| Summary: | 博士 === 國立成功大學 === 材料科學及工程學系 === 107 === We investigate the lithium storage properties of two kinds of materials as anode for LIB: graphene oxide (GO) and self-assembled hollow-sphere zinc oxide/reduced graphene oxide (ZnO/rGO) nanocomposite. GO is obtained by Hummers method controlled by the various process parameters. The ZnO/rGO hollow sphere nanocomposite is synthesized by a low temperature (95 °C) chemical solution reaction. For ZnO/rGO composite, the capacity is increased remarkably as compared to GO sheets, and this is due to the synergistic effects of both the components in the composite. The GO acts as a conductive buffer layer that promotes the conductivity, and suppresses the volume expansion of ZnO during the charge/discharge process. ZnO/rGO hollow sphere structure nanocomposite has higher capacity 605.36 mAh g-1, which is 4.5 times higher than GO (133.82 mAh g-1), after 20 cycles. The capacity variation with the charge-discharge rate of ZnO/rGO nanocomposite showed a higher capacity (299.95 mAhg-1 at 1700 mAg-1) than GO (20.09 mAhg-1 at 1488 mAg-1) after 32 cycles.

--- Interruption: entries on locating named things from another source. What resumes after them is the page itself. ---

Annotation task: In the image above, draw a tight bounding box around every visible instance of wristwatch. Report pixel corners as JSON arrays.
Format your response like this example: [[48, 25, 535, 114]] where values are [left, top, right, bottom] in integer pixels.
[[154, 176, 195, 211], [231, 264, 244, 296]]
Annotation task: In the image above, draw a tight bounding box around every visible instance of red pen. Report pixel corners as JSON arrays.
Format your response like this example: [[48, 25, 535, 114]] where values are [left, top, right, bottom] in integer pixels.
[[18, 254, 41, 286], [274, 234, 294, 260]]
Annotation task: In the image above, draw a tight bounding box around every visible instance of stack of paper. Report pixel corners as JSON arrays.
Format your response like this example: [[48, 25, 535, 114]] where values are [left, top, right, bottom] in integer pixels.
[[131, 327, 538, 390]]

In the second part of the study, we synthesized the high performance of the MnO2/rGO nad Mn3O4/rGO nanocomposite as an anode electrode of a lithium-ion battery. The composite is synthesized by a low temperature (83 °C) chemical solution reaction, and shows relatively high specific capacities (660 mAh g-1) after 50 cycles. For MnOx/rGO composites, the cycling stability is increased remarkably as compared to that seen with individual MnOx, and this is due to the synergistic effects of both the components in the composite. The rGO acts as a conductive buffer layer that suppresses the volume change of MnOx, and simultaneously promotes the conductivity of MnOx. The functional groups of graphene oxide facilitate the formation of MnOx at low temperature and connecting with MnOx, thus improving the capacity and cyclic stability.

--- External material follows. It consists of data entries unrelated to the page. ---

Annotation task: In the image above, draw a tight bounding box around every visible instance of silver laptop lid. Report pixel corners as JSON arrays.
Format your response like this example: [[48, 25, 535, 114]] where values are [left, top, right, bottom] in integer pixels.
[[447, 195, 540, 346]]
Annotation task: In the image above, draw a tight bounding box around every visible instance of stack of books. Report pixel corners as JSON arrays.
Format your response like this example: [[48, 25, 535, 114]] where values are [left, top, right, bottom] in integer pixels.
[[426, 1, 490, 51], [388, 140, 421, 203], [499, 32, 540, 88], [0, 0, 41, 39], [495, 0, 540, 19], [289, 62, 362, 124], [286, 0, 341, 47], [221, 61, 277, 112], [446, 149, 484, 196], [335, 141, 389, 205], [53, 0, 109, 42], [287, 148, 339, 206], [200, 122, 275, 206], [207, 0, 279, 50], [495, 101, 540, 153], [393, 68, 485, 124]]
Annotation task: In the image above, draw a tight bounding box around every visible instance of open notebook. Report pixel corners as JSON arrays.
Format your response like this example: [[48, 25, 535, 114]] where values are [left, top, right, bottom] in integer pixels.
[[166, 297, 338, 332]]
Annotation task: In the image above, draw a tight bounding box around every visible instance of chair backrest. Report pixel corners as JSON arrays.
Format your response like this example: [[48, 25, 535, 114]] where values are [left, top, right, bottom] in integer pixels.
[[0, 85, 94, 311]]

In this study, zinc oxide/manganese oxide and reduced graphene oxide were combined to prepare composites with nanostructures and applied to lithium ion battery anodes. When the transition metal oxide is combined with the reduced graphene oxide, the reduced graphene oxide acts as a buffer layer and a conductive layer, supressing the volume change of the manganese oxide during the lithiation/delithiation process and improving the conductivity of the material. And the transition metal oxide can increase the overall capacity and supress the phenomenon of re-stacking situation of reduced graphene oxide. MnO2/rGO nanocomposite and Mn3O4/rGO nanocomposite can not only maintain the capacity of 387.15 mAh g-1 and 631.49 mAh g-1 after 250 cycles charge/discharge test, respectively, but also maintaining 443.05 mAh g-1 and 549.35 mAh g-1, respectively when charge/discharge with high charge current density 2464 mAg-1 due to the synergistic effect.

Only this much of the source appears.